Von Guido Dörheide (16.01.2023)
Ja wow! Von der unbekannten Newcomerinnen-Künstlerin zur Album-der-Woche-Artistin auf Spiegel minus Online Punkt de! Who would have thunk? Ich selber habe Billy Nomates tatsächlich erst durch Sleaford Mods kennen und schätzen gelernt gekriegt, als sie auf deren letzten Album im Jahr 2021 auf „Mork‘n‘Mindy“ einen ganz hervorragenden Gastgesang beigesteuert hat und auch im dazugehörenden Video eine mit ihrer ebenso blonden wie bewusst aus der Zeit gefallenen Vokuhila-Mähne (die MitgliederInnen des P-Jahrgangs des Gymnasiums Hankensbüttel erinnern sich noch an Herrn Mähne, einen weiteren Protagonisten dieser in den 80er Jahren überaus populären Haarfrisur) nicht wegzudenkende Rolle spielte. Wenn man Billy Nomates in diesem Video beim Singen ins Gesicht sieht, weiß man, das ist jetzt hier nicht nur irgendwie so trallala oder so, das ist jetzt hier eine richtig große Sache und sie meint das ernst. Jason Williamson von Sleaford Mods revanchierte sich und lieferte bereits im Jahr zuvor auf „Supermarket Sweep“ auf Billy Nomates‘ 2020er Debutalbum „Billy Nomates“ einige an Sleaford-Modsiger Motzigkeit nicht zu überbietende Gastzeilen ab.
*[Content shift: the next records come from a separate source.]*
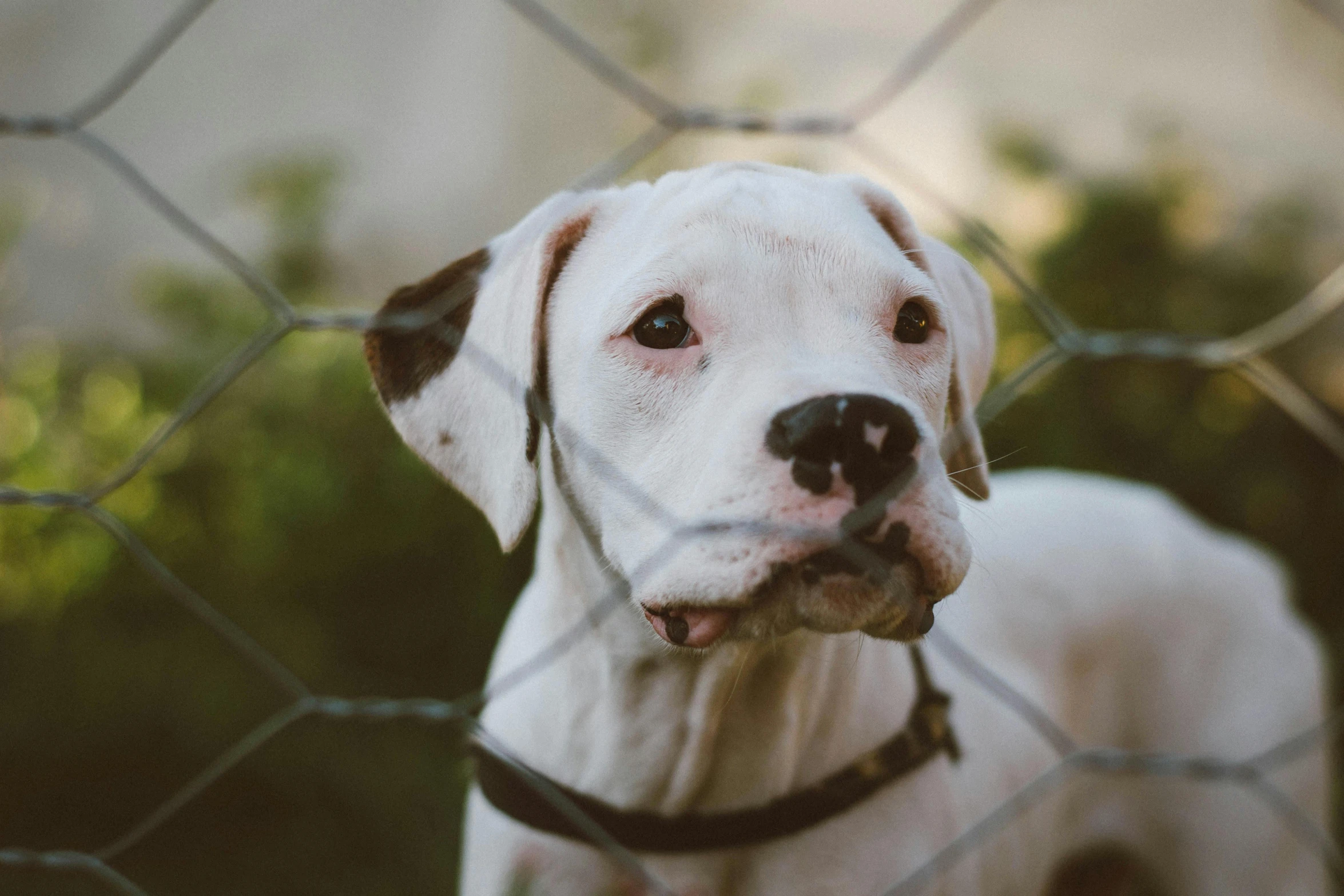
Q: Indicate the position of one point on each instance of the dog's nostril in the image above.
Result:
(869, 437)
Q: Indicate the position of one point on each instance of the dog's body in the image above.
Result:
(714, 344)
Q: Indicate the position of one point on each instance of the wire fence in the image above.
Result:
(1243, 354)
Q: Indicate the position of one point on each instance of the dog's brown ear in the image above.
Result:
(972, 331)
(459, 362)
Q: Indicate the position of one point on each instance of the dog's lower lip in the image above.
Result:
(690, 626)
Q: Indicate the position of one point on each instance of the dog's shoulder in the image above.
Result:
(1120, 540)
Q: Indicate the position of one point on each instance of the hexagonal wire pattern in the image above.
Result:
(1245, 355)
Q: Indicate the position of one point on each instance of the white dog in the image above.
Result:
(745, 394)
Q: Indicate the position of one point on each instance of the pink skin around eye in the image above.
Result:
(663, 359)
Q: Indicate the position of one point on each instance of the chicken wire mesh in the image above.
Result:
(1245, 355)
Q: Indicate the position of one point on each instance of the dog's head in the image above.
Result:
(773, 364)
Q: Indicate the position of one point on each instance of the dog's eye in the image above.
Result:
(912, 323)
(663, 327)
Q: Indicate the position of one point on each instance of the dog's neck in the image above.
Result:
(624, 718)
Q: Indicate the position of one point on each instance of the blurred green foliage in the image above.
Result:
(292, 507)
(1142, 253)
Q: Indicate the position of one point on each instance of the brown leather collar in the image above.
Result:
(924, 736)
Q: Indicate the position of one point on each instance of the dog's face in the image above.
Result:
(760, 379)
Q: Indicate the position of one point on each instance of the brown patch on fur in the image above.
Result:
(901, 229)
(1105, 870)
(404, 360)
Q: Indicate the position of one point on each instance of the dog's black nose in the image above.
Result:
(870, 437)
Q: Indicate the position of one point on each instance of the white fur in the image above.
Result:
(1126, 618)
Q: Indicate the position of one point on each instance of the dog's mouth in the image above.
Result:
(871, 587)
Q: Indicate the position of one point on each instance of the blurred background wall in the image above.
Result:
(1155, 166)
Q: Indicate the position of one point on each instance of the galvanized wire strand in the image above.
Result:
(1295, 401)
(627, 158)
(250, 743)
(1242, 354)
(242, 643)
(185, 224)
(1300, 744)
(125, 78)
(66, 860)
(993, 684)
(1330, 10)
(598, 62)
(975, 232)
(1284, 327)
(205, 393)
(1310, 833)
(924, 54)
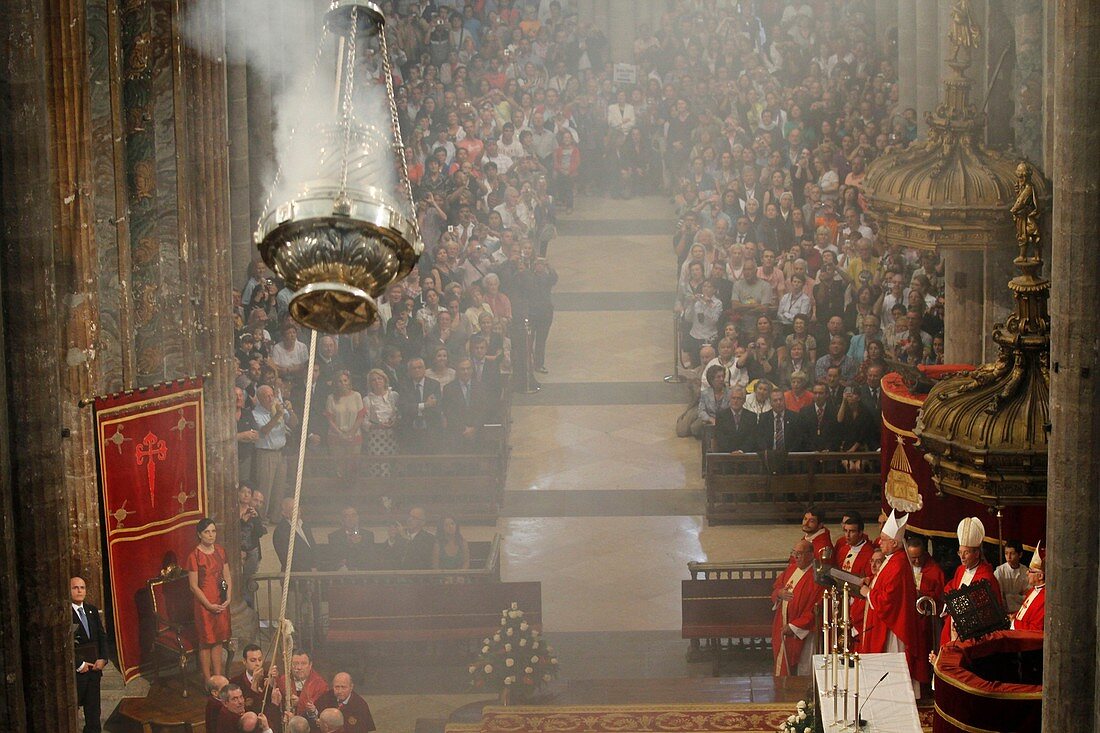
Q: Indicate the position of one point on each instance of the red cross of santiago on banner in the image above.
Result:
(152, 448)
(152, 470)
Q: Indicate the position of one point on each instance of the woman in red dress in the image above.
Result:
(212, 586)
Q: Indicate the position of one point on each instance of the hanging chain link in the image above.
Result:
(396, 128)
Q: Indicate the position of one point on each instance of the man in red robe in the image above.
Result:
(1032, 612)
(971, 534)
(306, 686)
(891, 599)
(862, 620)
(816, 533)
(795, 598)
(853, 548)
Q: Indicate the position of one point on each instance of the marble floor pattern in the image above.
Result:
(603, 503)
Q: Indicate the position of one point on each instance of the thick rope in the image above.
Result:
(304, 437)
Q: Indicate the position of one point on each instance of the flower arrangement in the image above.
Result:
(515, 659)
(804, 720)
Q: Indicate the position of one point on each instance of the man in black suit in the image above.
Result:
(778, 433)
(305, 547)
(870, 394)
(818, 422)
(419, 405)
(421, 543)
(463, 407)
(351, 547)
(90, 641)
(736, 427)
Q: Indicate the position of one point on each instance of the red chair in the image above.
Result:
(174, 615)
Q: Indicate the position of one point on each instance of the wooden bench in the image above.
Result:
(469, 487)
(739, 490)
(726, 606)
(426, 612)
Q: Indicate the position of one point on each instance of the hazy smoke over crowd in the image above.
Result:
(285, 44)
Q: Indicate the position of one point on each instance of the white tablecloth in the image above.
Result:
(891, 708)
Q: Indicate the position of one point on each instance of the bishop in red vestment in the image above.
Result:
(795, 598)
(1032, 612)
(891, 597)
(971, 533)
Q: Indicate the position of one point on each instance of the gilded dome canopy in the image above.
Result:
(946, 189)
(985, 431)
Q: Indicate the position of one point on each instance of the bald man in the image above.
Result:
(330, 721)
(215, 701)
(794, 599)
(342, 697)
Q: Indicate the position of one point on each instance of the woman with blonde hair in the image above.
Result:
(381, 406)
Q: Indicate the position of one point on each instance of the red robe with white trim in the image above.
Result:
(860, 565)
(1032, 612)
(800, 612)
(983, 571)
(892, 601)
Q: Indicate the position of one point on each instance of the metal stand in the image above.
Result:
(675, 376)
(529, 385)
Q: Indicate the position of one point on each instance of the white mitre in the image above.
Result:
(971, 532)
(895, 527)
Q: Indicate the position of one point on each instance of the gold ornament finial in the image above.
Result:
(964, 33)
(1025, 215)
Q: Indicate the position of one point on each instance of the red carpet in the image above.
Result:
(736, 718)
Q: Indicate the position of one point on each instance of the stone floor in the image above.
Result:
(603, 502)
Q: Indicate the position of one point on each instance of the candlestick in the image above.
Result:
(846, 675)
(858, 724)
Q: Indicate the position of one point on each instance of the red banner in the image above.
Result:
(906, 477)
(152, 469)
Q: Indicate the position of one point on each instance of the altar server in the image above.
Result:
(1033, 610)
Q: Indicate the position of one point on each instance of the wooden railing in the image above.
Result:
(727, 606)
(469, 487)
(308, 598)
(751, 488)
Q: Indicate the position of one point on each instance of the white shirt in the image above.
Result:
(1013, 584)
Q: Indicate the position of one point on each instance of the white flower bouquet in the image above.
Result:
(516, 658)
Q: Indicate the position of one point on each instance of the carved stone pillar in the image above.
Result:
(906, 55)
(1069, 670)
(963, 306)
(77, 282)
(204, 152)
(927, 61)
(39, 507)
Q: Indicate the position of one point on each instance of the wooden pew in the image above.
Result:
(739, 489)
(727, 606)
(426, 612)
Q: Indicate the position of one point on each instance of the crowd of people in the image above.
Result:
(253, 701)
(768, 115)
(895, 569)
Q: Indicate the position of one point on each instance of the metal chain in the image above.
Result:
(395, 124)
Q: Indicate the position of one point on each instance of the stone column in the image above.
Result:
(205, 151)
(927, 61)
(886, 18)
(906, 55)
(29, 212)
(1070, 697)
(77, 282)
(963, 306)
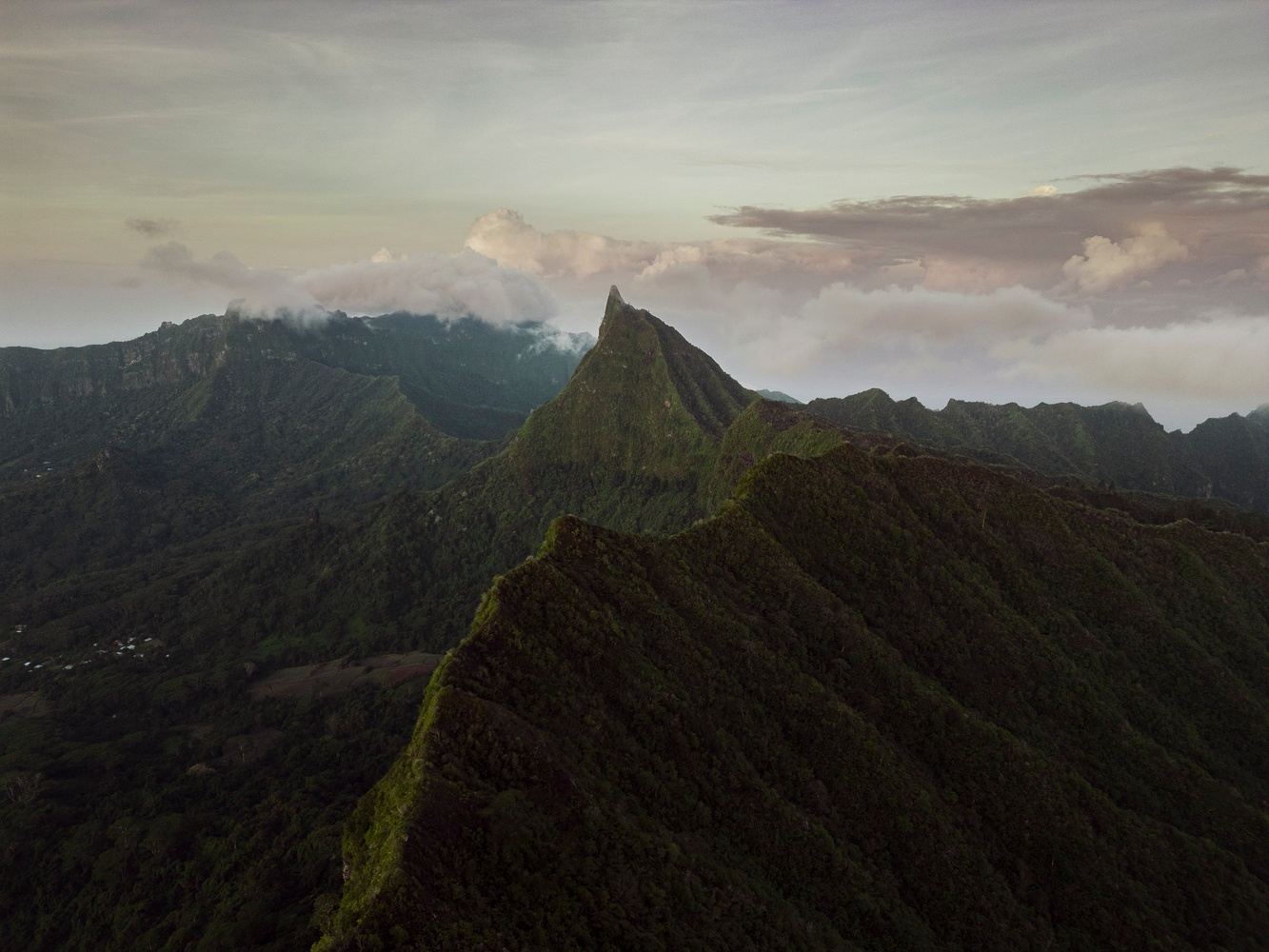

Der Name „Billy No-Mates“ steht im Angelsächsischen für einen Menschen, der Single ist. Single nicht im Sinne von „keine Beziehung“, sondern Single im Sinne von „keine Freunde“. Also sozusagen ein MoF, ein Mensch ohne Freunde. In Wirklichkeit heißt Billy Nomates Tor Maries, und dass sie keine Freunde hat, kann ich mir nicht vorstellen.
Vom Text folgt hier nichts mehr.